# Mountain Approach Skis



## DCsnow (Aug 26, 2013)

no no no. splitboard splitboard splitboard. I own the deep winter kit. its ok. the problem that I have with it is that is is really bulky and heavy. It adds alot of weight to your overall frame, and everyone knows that backcountry travel is all about weight. The approach skis are quite nice though. Your choice. True, it is a faster transition, but it isnt like your in a rush to transition way out yonder in the bc.


----------



## walove (May 1, 2009)

would be useful in certain situations, like getting into zones for a freestyle session, maybe certain out of bounds laps at resorts. Better than snowshoeing. But for long tours a splitboard means less weight on your back.


----------



## cav0011 (Jan 4, 2009)

Also there is only one size set. So depending on your body wieght the effectiveness of them becomes less impressive. Not to mention they are pretty pricey anyhow.

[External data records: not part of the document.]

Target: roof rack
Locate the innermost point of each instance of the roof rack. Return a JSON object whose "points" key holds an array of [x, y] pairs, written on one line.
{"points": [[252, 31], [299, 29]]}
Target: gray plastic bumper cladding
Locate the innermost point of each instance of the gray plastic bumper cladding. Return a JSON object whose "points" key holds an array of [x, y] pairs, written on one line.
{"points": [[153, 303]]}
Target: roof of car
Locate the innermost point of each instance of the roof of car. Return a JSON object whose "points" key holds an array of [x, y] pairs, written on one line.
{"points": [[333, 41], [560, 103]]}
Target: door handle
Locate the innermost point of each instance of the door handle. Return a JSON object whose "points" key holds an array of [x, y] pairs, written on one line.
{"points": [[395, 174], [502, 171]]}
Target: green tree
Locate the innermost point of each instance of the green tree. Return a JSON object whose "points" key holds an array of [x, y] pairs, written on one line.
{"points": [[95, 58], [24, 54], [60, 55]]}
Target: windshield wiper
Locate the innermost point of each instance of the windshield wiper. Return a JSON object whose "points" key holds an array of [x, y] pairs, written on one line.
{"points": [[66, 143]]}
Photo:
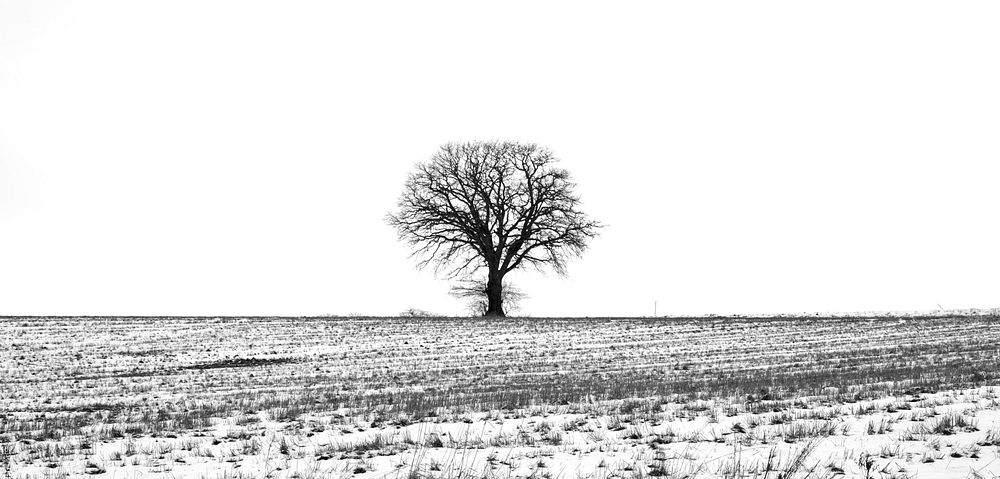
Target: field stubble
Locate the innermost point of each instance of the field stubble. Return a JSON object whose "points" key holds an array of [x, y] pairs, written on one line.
{"points": [[429, 397]]}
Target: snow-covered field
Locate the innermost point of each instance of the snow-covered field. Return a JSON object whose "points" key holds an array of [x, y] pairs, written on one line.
{"points": [[545, 398]]}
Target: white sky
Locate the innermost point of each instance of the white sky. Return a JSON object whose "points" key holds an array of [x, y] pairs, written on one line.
{"points": [[213, 157]]}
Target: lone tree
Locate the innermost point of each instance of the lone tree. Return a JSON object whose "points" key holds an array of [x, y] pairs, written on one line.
{"points": [[495, 206]]}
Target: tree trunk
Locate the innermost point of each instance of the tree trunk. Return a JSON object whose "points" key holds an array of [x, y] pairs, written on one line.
{"points": [[494, 295]]}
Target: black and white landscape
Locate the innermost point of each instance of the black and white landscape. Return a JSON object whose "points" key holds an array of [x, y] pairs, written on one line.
{"points": [[457, 240]]}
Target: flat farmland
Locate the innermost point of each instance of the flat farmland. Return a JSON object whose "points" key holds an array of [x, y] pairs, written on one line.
{"points": [[446, 397]]}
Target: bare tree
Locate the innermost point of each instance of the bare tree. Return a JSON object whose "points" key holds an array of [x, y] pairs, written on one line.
{"points": [[495, 206], [476, 292]]}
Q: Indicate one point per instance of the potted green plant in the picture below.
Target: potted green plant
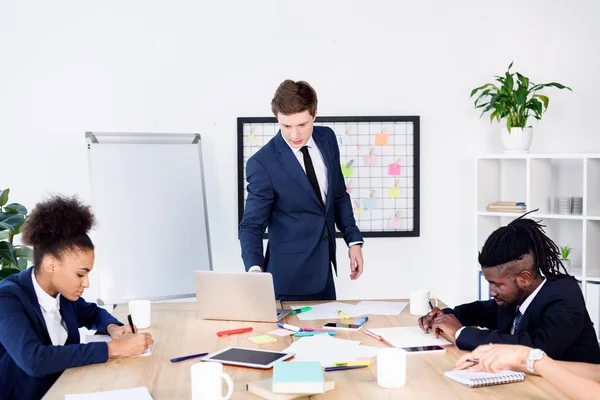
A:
(513, 99)
(13, 258)
(565, 252)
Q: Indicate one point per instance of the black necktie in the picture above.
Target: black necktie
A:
(310, 172)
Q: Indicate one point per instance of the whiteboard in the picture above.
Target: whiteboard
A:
(148, 196)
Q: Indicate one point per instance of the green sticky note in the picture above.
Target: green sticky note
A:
(346, 170)
(262, 339)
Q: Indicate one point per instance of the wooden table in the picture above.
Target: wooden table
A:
(177, 331)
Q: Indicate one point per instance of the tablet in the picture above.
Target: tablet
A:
(253, 358)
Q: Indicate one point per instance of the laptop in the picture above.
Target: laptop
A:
(237, 296)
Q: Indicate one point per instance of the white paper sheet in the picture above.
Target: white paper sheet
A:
(329, 310)
(107, 338)
(328, 350)
(139, 393)
(409, 336)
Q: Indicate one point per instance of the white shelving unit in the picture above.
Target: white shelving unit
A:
(536, 179)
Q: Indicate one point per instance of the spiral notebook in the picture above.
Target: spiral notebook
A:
(478, 379)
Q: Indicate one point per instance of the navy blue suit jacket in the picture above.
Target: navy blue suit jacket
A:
(29, 363)
(281, 198)
(556, 321)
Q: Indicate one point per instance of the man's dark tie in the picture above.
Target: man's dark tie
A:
(518, 320)
(310, 172)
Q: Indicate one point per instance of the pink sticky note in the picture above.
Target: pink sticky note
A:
(394, 169)
(369, 160)
(395, 223)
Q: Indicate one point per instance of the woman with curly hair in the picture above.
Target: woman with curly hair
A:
(41, 308)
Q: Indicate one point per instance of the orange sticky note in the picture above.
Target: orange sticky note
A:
(381, 139)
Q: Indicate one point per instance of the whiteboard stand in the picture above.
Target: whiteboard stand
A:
(148, 195)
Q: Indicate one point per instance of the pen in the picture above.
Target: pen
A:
(301, 334)
(130, 323)
(188, 357)
(330, 369)
(365, 363)
(234, 331)
(299, 310)
(289, 327)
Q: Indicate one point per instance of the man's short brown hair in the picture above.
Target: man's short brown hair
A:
(294, 97)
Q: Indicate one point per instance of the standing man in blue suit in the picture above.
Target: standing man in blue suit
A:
(297, 190)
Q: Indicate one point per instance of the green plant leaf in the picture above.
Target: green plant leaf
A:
(11, 220)
(7, 251)
(24, 252)
(22, 266)
(15, 208)
(6, 272)
(4, 196)
(544, 99)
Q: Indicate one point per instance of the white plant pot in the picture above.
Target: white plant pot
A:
(517, 140)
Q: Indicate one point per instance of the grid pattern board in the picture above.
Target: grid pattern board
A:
(379, 160)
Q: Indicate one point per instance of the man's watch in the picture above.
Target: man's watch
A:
(533, 356)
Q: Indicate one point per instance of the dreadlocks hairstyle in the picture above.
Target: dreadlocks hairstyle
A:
(521, 236)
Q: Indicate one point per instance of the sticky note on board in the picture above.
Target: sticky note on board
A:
(346, 170)
(394, 169)
(395, 222)
(262, 339)
(394, 192)
(369, 160)
(370, 203)
(381, 139)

Disclaimer: I dont split or own a pair. I have a friend that wanted me to buy a pair to go to the BC with him and after researching the product decided it wasnt worth the hassle. 
Disclaimer #2: I weigh 210 pounds.


----------



## walove (May 1, 2009)

weight vs surface area is not a big issue while skinning. Most efficient skinning is done on short skinny skis.


----------



## cav0011 (Jan 4, 2009)

Interesting. Why does weight matter in snow shoeing but not skinning? I believe you but I'm curious


----------



## aiidoneus (Apr 7, 2011)

Those mountain approach kits I have seen, holy crap those things are heavy! I'm no Jeremy jones deeper/further so snow shoes work great for me. Snow shoes are also really light!


----------



## walove (May 1, 2009)

cav0011 said:


> Interesting. Why does weight matter in snow shoeing but not skinning? I believe you but I'm curious


most of the time you are skinning you are not in bottom less powder, even then a smaller ski does the job fine on the way up. The weight saving of a smaller ski and ease of touring will help more than extra surface area. 210lbs is close to average, you would have no problem there. 

the bindings on the mt approach skis is what worries me, wonder how well you could side hill on them.


----------



## linvillegorge (Jul 6, 2009)

Never tried approach skis, but snowshoes suck ass. Splits are nice because they minimize the weight on your back while riding. I hate riding with a pack, but it's just part of the cost of doing business in terms of BC riding, so I like to keep my gear to a minimum.


----------